About me

I was born in Leigh, Lancashire, to a family that had been miners and tailors for generations. I was the first person in my family to go to university – in Sheffield, where I joined the Labour Party in 1979.

So my story is a Labour story. It happened because the post-war Labour government gave my Mum and Dad the chance of a better future.

I’ve always been active in the struggle for social justice – from the Miners’ Strike through to Black Lives Matter, Ukraine Solidarity and supporting today’s strikes. I’m an active member of the National Union of Journalists.

My strategy for achieving progress is: to link the struggles of working people together, to tell a story of hope and to mobilise a broad coalition of progressive voters to achieve real change.

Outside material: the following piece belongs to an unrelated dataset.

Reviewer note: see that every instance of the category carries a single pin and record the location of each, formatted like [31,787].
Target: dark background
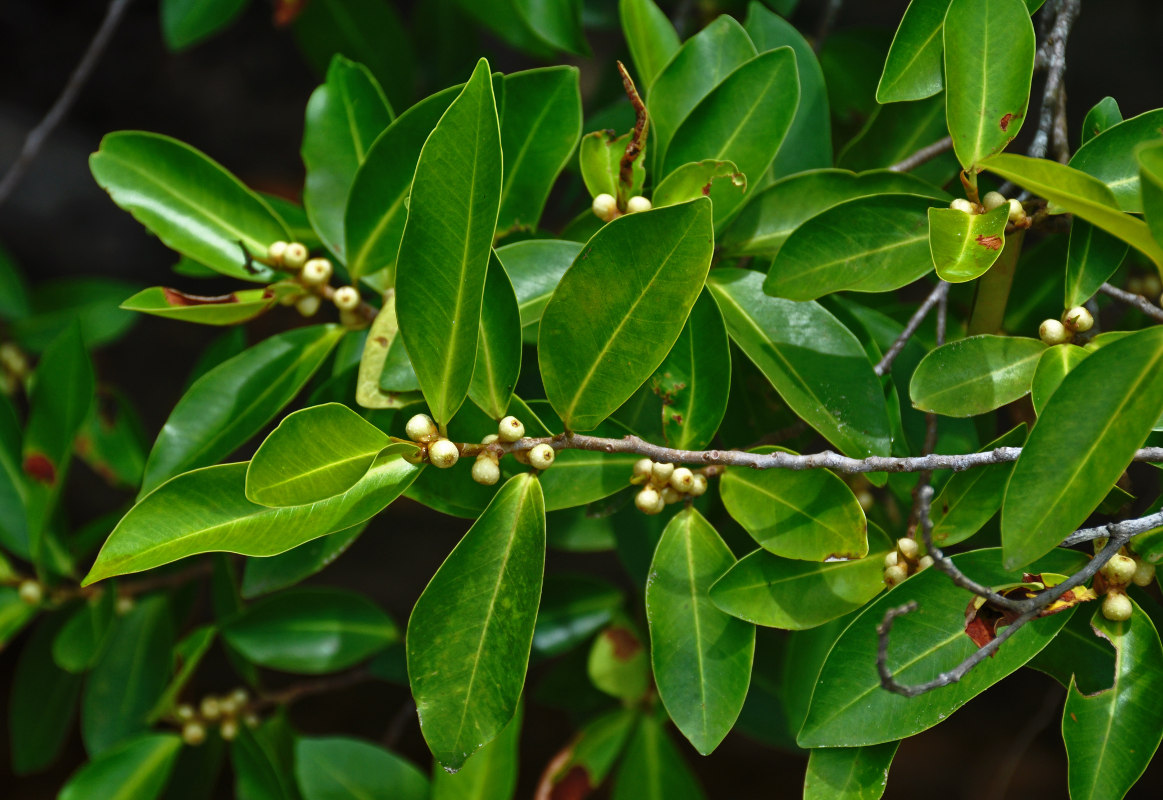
[240,98]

For me, the most important political challenge today is reversing climate change, through a radical green investment plan to create jobs, energy security and more liveable communities. At the same time we have to defend democracy, and the security of our democratic allies, against far-right parties and the totalitarian states that stand behind them.

As a TV journalist at BBC Newsnight, and later at Channel 4 News, I reported on struggles against exploitation and injustice across the world – from strikes by China’s migrant workforce, to the Arab Spring and the 2014 war in Gaza – to the fight for dignity and respect for hard-pressed working class communities here in the UK.

In 2016 I quit TV news so that I could oppose Brexit and support Labour openly. Today I write for The New European, Frankfurter Rundschau and Social Europe – and speak to forums across the world about the need for a state-led fight for social, economic and climate justice.

The 2019 election taught me that we only win when we listen. We need to combine the offer of economic, social and climate justice with traditional Labour values on crime, defence and foreign policy. That’s why, when Labour lost, I was one of the first people on the left to support Keir Starmer’s leadership campaign.

In February 2022 I was in Kyiv until just 36 hours before Russia invaded, together Welsh Senedd members and the leaders of NUM and Aslef, building solidarity with the Ukrainian left and trade union movement. Since then, I’ve been at the forefront of promoting solidarity with Ukraine, and contributing to Labour’s thinking on defence, in response to the crisis.

I’m a radical social democrat: for me redistributing power is just as important as redistributing wealth. Socialism should be a project of self-empowerment, led by working class communities, from below. And it should place the rights and freedoms of individual human beings right at the heart of the project.

What I learned from the working-class community I grew up in is: everything we have, we had to fight for.